Amanda looked up from her latest issue of Vogue and stared out the window. “Are you mad?” she said eventually. “It’s clear blue skies and boiling hot! Why would it ever rain?”
So, I told her about my Law of Umbrellas to which the second best student in Harvard Law School’s Class of 19-something said it was the second stupidest thing she’d ever heard in her life.
In spite of myself, I asked what the first was.
“Oh God,” Amanda sighed, putting down Vogue. “It was when I first met Saffy and she told me that she was sure her breasts were intelligent life forms and had emotions!”
It says something that I was barely moved. “Uh-huh. So, you think I shouldn’t bring an umbrella?”
“Not unless you want to look like a complete dork walking around the bright sunshine with a completely dry umbrella.”

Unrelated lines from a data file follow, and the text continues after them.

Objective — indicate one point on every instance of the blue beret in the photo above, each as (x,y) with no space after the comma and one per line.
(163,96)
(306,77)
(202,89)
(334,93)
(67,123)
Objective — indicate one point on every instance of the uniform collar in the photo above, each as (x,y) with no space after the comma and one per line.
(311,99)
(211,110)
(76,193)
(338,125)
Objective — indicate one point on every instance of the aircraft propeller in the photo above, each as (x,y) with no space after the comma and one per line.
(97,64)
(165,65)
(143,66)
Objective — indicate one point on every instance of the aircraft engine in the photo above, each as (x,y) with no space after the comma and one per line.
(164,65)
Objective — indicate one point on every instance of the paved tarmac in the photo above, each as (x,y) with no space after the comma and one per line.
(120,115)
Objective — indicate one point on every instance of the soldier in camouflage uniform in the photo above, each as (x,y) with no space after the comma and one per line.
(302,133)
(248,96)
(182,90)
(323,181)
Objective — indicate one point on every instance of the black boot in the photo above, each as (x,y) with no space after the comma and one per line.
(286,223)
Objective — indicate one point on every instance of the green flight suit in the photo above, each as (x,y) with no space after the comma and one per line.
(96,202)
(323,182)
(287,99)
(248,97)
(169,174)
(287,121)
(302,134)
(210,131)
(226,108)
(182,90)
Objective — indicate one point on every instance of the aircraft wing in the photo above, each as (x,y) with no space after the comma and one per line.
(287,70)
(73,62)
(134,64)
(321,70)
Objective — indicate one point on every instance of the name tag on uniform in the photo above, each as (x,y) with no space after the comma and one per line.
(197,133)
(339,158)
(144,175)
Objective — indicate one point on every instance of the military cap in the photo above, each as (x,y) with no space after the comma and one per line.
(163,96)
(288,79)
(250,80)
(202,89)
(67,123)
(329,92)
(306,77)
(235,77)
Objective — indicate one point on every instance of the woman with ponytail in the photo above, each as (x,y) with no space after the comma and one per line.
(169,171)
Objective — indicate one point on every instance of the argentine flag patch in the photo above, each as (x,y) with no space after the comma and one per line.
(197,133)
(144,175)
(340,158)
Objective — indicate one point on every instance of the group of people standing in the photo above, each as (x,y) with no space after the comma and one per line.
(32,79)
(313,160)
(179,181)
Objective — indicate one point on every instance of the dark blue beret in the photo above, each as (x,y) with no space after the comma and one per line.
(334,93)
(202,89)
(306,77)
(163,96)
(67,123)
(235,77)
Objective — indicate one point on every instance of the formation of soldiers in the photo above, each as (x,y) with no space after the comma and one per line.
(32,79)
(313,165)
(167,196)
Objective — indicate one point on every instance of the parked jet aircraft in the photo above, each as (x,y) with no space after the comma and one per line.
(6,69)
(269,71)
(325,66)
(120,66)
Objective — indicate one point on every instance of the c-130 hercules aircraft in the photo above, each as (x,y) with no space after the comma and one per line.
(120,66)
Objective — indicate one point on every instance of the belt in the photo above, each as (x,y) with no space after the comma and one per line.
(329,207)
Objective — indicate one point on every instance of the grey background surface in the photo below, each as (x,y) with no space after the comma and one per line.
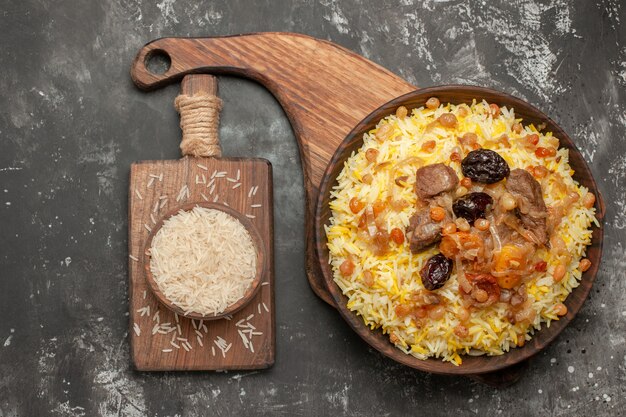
(72,122)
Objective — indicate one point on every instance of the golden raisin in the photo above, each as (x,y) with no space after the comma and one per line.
(437,214)
(432,103)
(447,120)
(346,268)
(449,228)
(429,146)
(379,206)
(356,205)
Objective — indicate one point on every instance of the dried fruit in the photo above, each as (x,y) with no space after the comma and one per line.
(436,271)
(485,165)
(472,206)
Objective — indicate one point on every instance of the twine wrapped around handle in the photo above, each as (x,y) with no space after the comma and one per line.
(199,109)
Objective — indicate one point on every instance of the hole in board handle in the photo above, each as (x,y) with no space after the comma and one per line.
(157,62)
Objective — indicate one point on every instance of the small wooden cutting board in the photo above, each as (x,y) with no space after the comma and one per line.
(163,341)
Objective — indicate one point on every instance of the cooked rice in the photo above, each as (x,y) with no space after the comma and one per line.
(203,260)
(397,273)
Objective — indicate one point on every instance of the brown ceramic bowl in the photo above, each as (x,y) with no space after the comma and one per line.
(261,263)
(472,365)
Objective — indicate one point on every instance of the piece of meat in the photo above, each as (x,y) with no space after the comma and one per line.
(434,179)
(531,209)
(423,231)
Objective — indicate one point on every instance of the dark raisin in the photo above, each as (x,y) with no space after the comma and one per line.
(485,165)
(436,271)
(472,206)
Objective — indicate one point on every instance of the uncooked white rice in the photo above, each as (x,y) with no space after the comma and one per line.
(203,260)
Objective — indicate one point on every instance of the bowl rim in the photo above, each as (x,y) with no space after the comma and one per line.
(482,364)
(261,261)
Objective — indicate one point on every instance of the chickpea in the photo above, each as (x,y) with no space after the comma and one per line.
(462,111)
(462,224)
(437,312)
(559,273)
(573,197)
(383,132)
(480,295)
(540,171)
(401,112)
(589,200)
(346,268)
(447,120)
(378,207)
(371,154)
(449,228)
(461,331)
(437,214)
(356,205)
(432,103)
(463,314)
(397,236)
(429,146)
(482,224)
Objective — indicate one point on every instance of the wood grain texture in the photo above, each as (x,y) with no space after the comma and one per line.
(147,203)
(324,89)
(471,365)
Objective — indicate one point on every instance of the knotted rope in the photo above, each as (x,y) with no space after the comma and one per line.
(199,121)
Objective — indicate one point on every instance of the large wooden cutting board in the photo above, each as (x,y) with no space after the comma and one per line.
(324,89)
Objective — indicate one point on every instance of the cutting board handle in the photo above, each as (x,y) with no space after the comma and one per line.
(199,108)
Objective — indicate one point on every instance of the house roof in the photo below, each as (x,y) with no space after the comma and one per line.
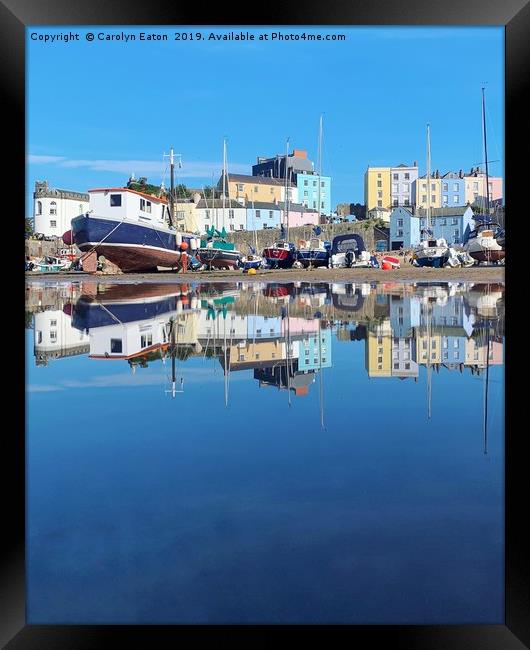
(218,203)
(256,180)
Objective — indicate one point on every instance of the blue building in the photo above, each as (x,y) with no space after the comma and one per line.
(307,185)
(263,215)
(453,190)
(315,354)
(451,223)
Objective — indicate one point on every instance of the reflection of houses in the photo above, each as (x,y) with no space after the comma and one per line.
(378,349)
(55,338)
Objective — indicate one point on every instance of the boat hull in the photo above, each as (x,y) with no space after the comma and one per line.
(312,258)
(217,258)
(131,246)
(278,258)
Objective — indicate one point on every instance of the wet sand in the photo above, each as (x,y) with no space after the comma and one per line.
(408,274)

Later that afternoon, I thought of Amanda’s parting shot as the sky practically split open with a sharp, painful crack. Two seconds later, the first fat drops of rain hit the pavement. I swear I could hear the sizzle. Another three seconds later and I was practically pushed to the ground by a thick flat slap of rain. I could barely see. And there was no point rushing to the nearest shelter. I was soaked to the skin.
I squelched into the apartment like an irritated jellyfish. Saffy turned from the window, took one look at me and put her hand to her mouth and gasped. “Oh my God! Did you get caught out there? Why didn’t you bring an umbrella? You always bring an umbrella!”
I rolled my eyes. “Amanda told me not to! And so, it rained!”
“Well, hurry up and change out of those clothes and come sit with me and watch this storm.”
So here’s the thing about Saffy and me. We love watching it rain. She thinks it’s a primal thing. Something about feeling safe indoors while outside, heaven rages and bawls a huge tantrum. The trees are washed clean of dust and the air is cooled with a moist caress. The world feels clean.
We particularly love the smell of rain as it wafts on soft wind currents. “Petrichor, it’s called,” I said during one of our first storm viewings together. “That’s what you call the smell of rain after hot weather. Karl told me.”
Saffy rolled the word silently in her mouth. Petrichor. Such a lovely word, she decided.
So, soon as I had changed into dry clothes, I pulled up a chair by Saffy’s side. The storm was driving the other way. This meant only a very fine cool mist drifted in through the open window. We watched the jacaranda tree outside sway gently as its branches hula hooped in slow motion.
“Oooh,” Saffy sighed. “This is so lovely!”
“Out for tea. I hope she brought an umbrella because she ain’t gonna find a taxi in this rain.”
I perked up. “Remember that time she was out without an umbrella and it suddenly started storming and she had to wrap plastic bags over her Louboutins?”
“That’ll teach her to spend a thousand dollars on a pair of sh…oooh! Look at that!” Saffy pointed to a jagged flash of lightning.
“We’re so evil,” I said over the very satisfying clap of thunder.
“It’s so weird,” Saffy told me. “But I didn’t always like the rain. But now I love it!”
“We’re getting old.”
“We’re getting old.”
“My God, tell it. My knees!”
When Amanda finally walked in the front door, soaked to the skin and in the foulest temper, Saffy and I were still seated by the window cackling at each other.